Tandis qu'une nouvelle banque s'implantait dernièrement dans l'univers virtuel de Decentraland, le web (classique) bruit des doutes croissants qu'inspire, y compris, de plus en plus, à des personnages influents, l'engouement actuel pour les métavers, entre ressenti plutôt décevant, valeur effective réduite et, surtout, autres priorités à envisager.
C'est un petit établissement (essentiellement) « digital » basé à New York, Quontic Bank, qui annonçait il y a quelques jours l'ouverture d'une agence au cœur de l'un des environnements les plus populaires du moment. Dans une approche clairement expérimentale, il offre là un espace d'échange, entre visiteurs et avec le personnel de l'entreprise, notamment pour présenter ses produits, et y distribue des NFT exclusifs. L'opportunité de développer, à l'avenir, des services bancaires est toutefois évoquée.
Ceux qui ont connu les plus belles heures de Second Life, et qui ne sont pas tous des seniors incapables de se projeter vers demain, retrouvent exactement dans ce genre d'initiative ce qui les faisait déjà rêver il y a une quinzaine d'années… et n'a jamais véritablement pris auprès du grand public. Certes, les héritiers d'aujourd'hui se piquent de décentralisation, de blockchain, de cryptomonnaies, de NFT… et de web3 mais que voit et que vit concrètement le visiteur ? La même expérience qu'au début du siècle !
Il existait alors des monnaies virtuelles, convertibles ou non vers des dollars et des euros, permettant d'acquérir des objets « digitaux », parfois aussi pour des sommes astronomiques.

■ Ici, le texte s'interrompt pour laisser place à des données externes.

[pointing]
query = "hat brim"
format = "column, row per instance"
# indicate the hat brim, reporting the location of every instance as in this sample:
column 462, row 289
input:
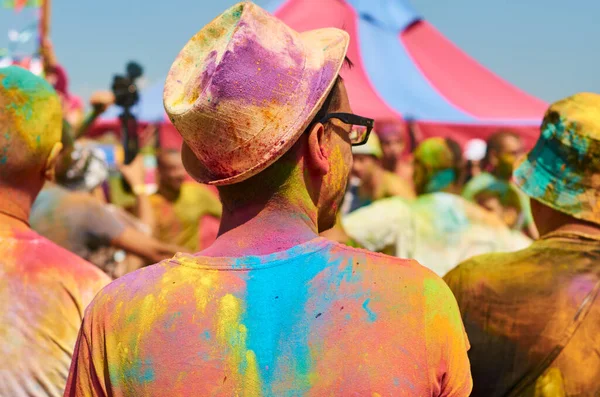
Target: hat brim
column 562, row 194
column 328, row 47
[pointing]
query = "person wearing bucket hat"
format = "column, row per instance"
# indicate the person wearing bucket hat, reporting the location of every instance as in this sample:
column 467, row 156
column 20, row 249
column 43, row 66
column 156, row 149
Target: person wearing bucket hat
column 533, row 316
column 43, row 288
column 270, row 308
column 370, row 181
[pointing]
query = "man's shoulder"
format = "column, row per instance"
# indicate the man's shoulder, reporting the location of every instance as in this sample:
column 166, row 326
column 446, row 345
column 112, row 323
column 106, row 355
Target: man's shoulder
column 143, row 281
column 381, row 264
column 52, row 258
column 496, row 270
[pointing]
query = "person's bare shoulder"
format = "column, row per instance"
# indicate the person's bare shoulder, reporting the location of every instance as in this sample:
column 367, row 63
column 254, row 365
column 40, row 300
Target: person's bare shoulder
column 387, row 271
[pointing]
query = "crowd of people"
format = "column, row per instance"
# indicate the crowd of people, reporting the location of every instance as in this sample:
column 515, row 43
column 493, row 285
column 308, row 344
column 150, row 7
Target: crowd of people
column 288, row 245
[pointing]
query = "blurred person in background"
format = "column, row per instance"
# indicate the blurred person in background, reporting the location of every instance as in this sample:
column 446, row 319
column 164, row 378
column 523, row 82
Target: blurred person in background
column 439, row 229
column 69, row 214
column 533, row 316
column 370, row 181
column 179, row 206
column 474, row 154
column 393, row 136
column 438, row 166
column 44, row 289
column 57, row 76
column 504, row 149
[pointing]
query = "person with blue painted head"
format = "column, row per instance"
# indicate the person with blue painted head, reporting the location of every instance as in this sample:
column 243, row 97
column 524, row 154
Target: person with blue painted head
column 271, row 308
column 533, row 316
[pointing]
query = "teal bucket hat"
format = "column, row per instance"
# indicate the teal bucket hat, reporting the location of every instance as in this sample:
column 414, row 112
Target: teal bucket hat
column 562, row 171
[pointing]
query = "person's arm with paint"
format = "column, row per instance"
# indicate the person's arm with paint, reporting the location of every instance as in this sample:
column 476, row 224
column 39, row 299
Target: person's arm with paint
column 105, row 225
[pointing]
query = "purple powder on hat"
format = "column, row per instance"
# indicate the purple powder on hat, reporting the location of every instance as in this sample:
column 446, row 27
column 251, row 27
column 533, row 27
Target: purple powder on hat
column 211, row 66
column 254, row 75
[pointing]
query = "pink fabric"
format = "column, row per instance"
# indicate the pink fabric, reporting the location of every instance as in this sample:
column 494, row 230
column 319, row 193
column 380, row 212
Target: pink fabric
column 463, row 81
column 363, row 98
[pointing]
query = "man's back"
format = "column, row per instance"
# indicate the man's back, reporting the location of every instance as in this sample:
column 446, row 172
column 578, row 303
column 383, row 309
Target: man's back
column 517, row 309
column 44, row 291
column 318, row 319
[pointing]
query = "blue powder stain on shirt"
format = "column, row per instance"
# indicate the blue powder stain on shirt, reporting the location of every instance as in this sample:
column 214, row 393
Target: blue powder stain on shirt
column 272, row 335
column 372, row 315
column 141, row 372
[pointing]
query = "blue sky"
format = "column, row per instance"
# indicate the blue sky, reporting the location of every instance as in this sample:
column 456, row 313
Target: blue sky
column 546, row 47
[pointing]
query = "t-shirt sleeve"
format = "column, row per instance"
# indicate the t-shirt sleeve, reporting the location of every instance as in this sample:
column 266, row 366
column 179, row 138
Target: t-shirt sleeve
column 86, row 375
column 447, row 342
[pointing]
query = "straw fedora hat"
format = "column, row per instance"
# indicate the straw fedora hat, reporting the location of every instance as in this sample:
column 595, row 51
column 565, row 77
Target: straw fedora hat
column 562, row 171
column 244, row 89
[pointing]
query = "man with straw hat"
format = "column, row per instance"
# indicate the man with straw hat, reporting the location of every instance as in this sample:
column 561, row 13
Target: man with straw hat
column 270, row 308
column 533, row 316
column 44, row 289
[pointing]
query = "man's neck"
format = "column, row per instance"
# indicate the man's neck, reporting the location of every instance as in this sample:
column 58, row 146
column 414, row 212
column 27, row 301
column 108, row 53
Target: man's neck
column 15, row 206
column 264, row 229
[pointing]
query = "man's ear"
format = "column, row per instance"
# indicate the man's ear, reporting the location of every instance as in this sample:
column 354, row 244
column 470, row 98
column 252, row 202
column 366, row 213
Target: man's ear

À l'occasion d'une puissante bulle médiatique, les entreprises (dont de grandes enseignes de la finance) ont commencé à s'installer, à des fins d'exploration, avec des objectifs prioritairement marketing. En réalité, le seul progrès visible avec les métavers tient dans la qualité graphique, qui a profité des avancées technologiques.

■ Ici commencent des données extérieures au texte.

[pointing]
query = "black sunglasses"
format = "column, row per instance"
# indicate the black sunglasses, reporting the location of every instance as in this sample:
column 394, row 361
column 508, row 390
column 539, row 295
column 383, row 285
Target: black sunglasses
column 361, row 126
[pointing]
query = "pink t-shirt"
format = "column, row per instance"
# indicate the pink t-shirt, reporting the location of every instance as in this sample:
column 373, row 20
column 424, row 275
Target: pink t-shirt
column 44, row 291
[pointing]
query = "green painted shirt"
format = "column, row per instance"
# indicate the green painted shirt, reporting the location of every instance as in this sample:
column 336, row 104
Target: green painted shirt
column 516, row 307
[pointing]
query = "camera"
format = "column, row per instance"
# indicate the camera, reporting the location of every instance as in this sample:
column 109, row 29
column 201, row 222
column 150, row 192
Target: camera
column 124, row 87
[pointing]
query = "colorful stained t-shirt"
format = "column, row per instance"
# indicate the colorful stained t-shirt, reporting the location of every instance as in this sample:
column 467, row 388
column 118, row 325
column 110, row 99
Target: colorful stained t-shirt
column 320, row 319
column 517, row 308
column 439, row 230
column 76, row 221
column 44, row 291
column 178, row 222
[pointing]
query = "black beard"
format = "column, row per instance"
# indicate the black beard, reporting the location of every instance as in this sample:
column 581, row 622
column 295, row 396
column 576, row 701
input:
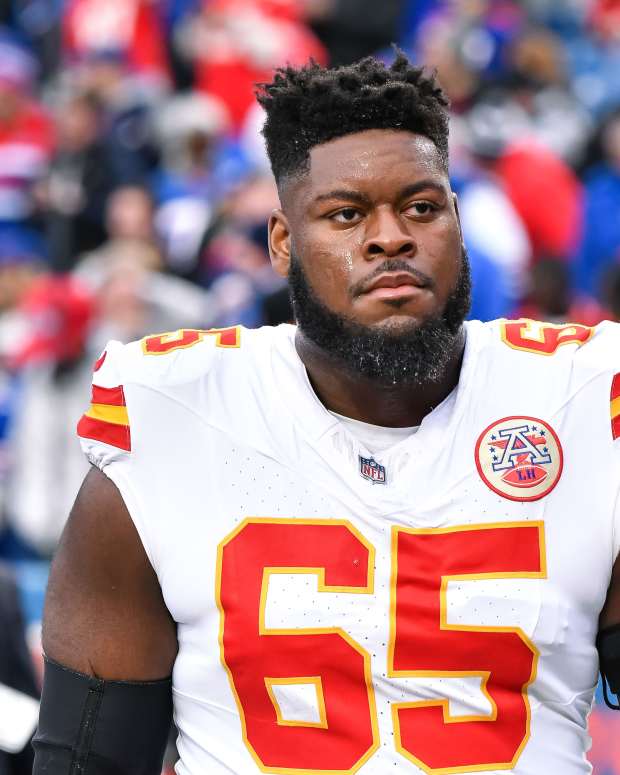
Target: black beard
column 415, row 355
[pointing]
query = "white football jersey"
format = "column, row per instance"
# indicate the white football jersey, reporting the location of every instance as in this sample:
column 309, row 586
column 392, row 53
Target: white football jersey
column 431, row 608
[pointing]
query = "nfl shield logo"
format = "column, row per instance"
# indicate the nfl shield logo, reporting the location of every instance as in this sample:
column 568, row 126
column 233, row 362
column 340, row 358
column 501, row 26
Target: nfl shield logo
column 371, row 470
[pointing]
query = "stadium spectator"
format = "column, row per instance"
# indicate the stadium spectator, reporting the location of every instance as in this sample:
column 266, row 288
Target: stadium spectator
column 16, row 669
column 26, row 133
column 552, row 297
column 600, row 243
column 80, row 178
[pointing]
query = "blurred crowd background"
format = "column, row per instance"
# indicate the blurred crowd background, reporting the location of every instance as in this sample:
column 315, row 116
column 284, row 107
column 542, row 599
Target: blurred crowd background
column 135, row 190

Il n'est évidemment pas question de condamner le concept sous prétexte qu'un précédent a échoué. En revanche, ses promoteurs et ses participants seraient inspirés d'analyser l'histoire et d'en tirer quelques leçons utiles. Par exemple, une des raisons du désintérêt du grand public pour Second Life était son manque de sens : pourquoi passer du temps (beaucoup) sur ce site ? Les métavers ludiques (Fortnite, Minecraft…) apportent une réponse mais je doute que la possibilité d'exhiber ses NFT en fournisse une autre…
Naturellement, ce qui sépare Second Life et Decentraland est la furie des réseaux sociaux survenue dans l'intervalle et l'hypothèse dominante, déclenchée par la stratégie dévoilée par Mark Zuckerberg en 2021, est celle d'une transition de ces plates-formes, Facebook en tête, vers les monde virtuels. Or, comme l'exprime Tony Fadell, ex-gourou d'Apple, il serait beaucoup plus important de se pencher sur les problèmes dont souffrent ces services maintenant plutôt que d'essayer d'imaginer leurs évolutions futures.
Enfin, la vraie rupture susceptible de stimuler une adoption massive des métavers serait la généralisation des interfaces en 3 dimensions, pour lesquelles les modèles d'interaction devront effectivement être réinventés. Mais cette mutation, matérielle et logicielle, en est encore à ses balbutiements (un peu comme les premiers smartphones Nokia et PocketPC avant la vague iPhone) et prendra longtemps. D'ici là, il reste bien d'autres idées à faire émerger, de solutions à découvrir et de possibilités à tester…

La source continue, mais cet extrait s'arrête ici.